As shown in Table 4, GP (GloVe) and GP (GN-GloVe) obtain the best performance on the balanced versions of all benchmark datasets. Moreover, the performance of GP (GloVe) on both original and balanced datasets is comparable to that of GloVe, which indicates that the information encoded in GloVe embeddings are preserved in the debiased embeddings, while removing stereotypical gender biases. The autoencoded versions report similar performance to the original input embeddings.

Overall, the results on the analogy detection and semantic similarity measurement tasks show that our proposed method removes only gender-biases and preserve other useful gender-related information.

4.5 Visualising the Effect of Debiasing

To visualise the effect of debiasing on different word categories, we compute the cosine similarity between the gender directional vector , and selected gender-oriented (female or male), gender-neutral and stereotypical words. In Figure 1, horizontal axises show the cosine similarity with the gender directional vector (positive scores for masculine words) and the words are alphabetically sorted within each category.

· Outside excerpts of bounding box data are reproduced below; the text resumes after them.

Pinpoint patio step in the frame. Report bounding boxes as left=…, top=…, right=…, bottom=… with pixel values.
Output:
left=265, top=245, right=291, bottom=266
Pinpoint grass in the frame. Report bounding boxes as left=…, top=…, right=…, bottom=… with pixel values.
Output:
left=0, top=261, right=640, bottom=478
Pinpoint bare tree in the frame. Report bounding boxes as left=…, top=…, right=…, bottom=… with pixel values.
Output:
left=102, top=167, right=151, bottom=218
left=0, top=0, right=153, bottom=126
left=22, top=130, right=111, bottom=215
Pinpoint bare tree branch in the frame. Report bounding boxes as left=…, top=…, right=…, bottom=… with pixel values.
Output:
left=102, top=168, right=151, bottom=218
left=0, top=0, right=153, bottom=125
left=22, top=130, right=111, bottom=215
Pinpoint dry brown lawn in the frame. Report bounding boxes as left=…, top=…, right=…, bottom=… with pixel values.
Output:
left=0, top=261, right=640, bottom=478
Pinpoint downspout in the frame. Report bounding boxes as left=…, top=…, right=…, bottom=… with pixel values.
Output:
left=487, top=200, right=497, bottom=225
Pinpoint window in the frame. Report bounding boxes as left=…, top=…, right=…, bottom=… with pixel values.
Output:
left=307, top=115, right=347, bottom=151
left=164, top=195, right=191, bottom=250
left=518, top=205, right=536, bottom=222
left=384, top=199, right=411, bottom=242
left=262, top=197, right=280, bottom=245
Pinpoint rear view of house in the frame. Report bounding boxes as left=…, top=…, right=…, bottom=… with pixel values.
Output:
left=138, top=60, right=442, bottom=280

From Figure 1, we see that the original GloVe embeddings show a similar spread of cosine similarity scores for gender-oriented as well as stereotypical words. When debiased by hard-debias (Hard-GloVe) and GN-GloVe, we see that stereotypical and gender-neutral words get their gender similarity scores equally reduced. Interestingly, Hard-GloVe shifts even gender-oriented words towards the masculine direction. On the other hand, GP (GloVe) decreases gender bias in the stereotypical words, while almost preserving gender-neutral and gender-oriented words as in GloVe.

Considering that a significant number of words in English are gender-neutral, it is essential that debiasing methods do not adversely change their orientation. In particular, the proposed method’s ability to debias stereotypical words that carry unfair gender-biases, while preserving the gender-orientation in feminine, masculine and neutral words is important when applying the debiased word embeddings in NLP applications that depend on word embeddings for representing the input texts

5 Conclusion

We proposed a method to remove gender-specific biases from pre-trained word embeddings. Experimental results on multiple benchmark datasets demonstrate that the proposed method can accurately debias pre-trained word embeddings, outperforming previously proposed debiasing methods, while preserving useful semantic information. In future, we plan to extend the proposed method to debias other types of demographic biases such as ethnic, age or religious biases.